Un champ de recherche à défricher
Dès sa thèse, Cordelia Schmid développe une nouvelle forme de représentation d’images permettant la reconnaissance d’objets dans des conditions réalistes (occultation, rotation, déformation). Des travaux déjà très remarqués dans la communauté scientifique. Plus tard, elle élargit ses recherches à l’apprentissage visuel. En combinant les recherches sur la vision par ordinateur et celles sur l’apprentissage de la reconnaissance automatique d’images et de vidéos, Cordelia Schmid devient en quelques années une des spécialistes les plus reconnues dans son domaine.
Depuis 2003, elle dirige une équipe-projet de vingt personnes, au sein d’Inria : le projet Lear, devenu Thoth en 2016. « Cette nouvelle étape a permis de lancer de nouveaux projets et de travailler étroitement avec d’autres chercheurs. À plusieurs, on avance plus vite. »
Au fil de son parcours, Cordelia Schmid a aussi multiplié les expériences internationales, notamment à Oxford, où elle est restée un an comme postdoctorante, puis à Berkeley, où elle se rend régulièrement depuis 2000. « Un chercheur n’a pas vocation à rester enfermé dans son bureau ou son laboratoire. Il aura toujours intérêt à échanger, à dévoiler ses propres travaux pour les confronter à ceux des autres chercheurs, à en recevoir des critiques. Aller voir ce qui se fait ailleurs est essentiel. Surtout si cet ailleurs rassemble les meilleures équipes de recherche au monde. »

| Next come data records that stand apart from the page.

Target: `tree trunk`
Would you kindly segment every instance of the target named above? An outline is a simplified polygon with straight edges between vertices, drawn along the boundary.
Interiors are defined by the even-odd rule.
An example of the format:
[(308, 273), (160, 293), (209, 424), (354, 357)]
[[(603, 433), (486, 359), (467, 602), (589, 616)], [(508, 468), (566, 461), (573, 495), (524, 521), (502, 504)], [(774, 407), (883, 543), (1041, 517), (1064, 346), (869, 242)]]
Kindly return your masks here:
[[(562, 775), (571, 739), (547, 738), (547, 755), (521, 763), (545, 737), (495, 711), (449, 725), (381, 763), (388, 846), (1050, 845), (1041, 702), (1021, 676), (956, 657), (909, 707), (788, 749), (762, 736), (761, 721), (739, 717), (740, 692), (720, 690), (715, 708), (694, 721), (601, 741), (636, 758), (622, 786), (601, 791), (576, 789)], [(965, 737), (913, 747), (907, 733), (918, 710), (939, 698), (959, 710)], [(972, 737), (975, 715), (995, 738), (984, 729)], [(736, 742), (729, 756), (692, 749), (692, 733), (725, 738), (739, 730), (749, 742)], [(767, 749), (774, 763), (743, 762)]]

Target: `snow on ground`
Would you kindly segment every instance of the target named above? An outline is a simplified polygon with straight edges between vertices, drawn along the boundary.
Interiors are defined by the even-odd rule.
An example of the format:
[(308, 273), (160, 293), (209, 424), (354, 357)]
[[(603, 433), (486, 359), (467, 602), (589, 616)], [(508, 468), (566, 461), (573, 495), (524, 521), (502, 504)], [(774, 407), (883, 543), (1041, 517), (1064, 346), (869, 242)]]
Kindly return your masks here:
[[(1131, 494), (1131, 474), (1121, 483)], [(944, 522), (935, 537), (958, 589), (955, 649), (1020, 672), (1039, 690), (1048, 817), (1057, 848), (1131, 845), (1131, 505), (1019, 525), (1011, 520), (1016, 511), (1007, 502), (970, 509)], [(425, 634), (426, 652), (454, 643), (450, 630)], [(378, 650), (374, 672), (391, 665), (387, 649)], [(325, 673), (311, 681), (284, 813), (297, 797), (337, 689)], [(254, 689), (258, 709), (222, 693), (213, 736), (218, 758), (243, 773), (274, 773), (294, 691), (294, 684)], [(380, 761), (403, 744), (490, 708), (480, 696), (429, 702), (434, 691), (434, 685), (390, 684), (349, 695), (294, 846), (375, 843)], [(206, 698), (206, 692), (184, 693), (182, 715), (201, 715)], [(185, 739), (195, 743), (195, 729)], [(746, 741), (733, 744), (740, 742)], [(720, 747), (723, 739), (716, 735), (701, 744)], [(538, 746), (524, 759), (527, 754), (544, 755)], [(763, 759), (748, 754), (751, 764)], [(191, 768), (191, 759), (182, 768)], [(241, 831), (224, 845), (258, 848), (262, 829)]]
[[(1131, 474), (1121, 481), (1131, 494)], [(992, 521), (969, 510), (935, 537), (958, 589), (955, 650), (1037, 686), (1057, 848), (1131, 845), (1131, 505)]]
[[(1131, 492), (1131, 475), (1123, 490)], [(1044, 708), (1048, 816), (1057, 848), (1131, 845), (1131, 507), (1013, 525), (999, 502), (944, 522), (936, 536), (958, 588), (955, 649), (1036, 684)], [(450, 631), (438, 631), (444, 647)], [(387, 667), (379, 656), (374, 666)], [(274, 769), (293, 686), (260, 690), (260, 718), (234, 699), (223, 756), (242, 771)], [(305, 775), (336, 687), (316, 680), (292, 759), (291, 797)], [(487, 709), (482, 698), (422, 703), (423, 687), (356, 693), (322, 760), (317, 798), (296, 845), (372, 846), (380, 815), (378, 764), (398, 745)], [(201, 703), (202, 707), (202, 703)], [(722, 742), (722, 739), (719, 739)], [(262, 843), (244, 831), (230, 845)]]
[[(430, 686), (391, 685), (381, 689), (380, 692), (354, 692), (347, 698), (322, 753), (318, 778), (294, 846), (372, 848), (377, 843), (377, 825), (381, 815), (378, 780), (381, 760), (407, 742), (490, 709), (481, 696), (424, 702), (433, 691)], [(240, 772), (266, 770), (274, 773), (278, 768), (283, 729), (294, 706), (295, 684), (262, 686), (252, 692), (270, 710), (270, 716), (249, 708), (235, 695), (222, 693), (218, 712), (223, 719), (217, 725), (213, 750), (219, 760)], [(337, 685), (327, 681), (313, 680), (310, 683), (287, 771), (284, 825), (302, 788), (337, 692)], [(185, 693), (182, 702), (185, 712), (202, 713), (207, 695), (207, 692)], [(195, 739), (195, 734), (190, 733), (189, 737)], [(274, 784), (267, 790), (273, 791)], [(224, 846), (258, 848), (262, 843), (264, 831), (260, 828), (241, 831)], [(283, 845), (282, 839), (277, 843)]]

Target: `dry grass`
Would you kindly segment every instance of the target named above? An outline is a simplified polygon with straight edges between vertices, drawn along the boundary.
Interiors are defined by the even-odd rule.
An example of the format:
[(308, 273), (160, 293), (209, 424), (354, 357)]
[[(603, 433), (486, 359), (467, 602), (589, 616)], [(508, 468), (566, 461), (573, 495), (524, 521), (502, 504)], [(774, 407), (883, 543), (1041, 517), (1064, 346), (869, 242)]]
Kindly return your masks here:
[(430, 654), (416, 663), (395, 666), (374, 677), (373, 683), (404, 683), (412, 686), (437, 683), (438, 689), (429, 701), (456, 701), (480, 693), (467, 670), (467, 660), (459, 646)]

Des applications très concrètes
Quand Cordelia Schmid a commencé ses recherches, la vision par ordinateur en était encore à ses débuts. Rien n’était acquis, tout était en gestation. Les techniques de reconnaissance visuelle par ordinateur étaient alors appliquées à des objets très simples parmi des bases de données encore limitées à quelques centaines d’images. « L’évolution a été fantastique. Le domaine de la reconnaissance visuelle par ordinateur a explosé. Aujourd’hui, la recherche porte sur des contenus beaucoup plus complexes, dans des bases de données pouvant contenir cent millions d’images. Ce qui était inimaginable est désormais de l’ordre du faisable. »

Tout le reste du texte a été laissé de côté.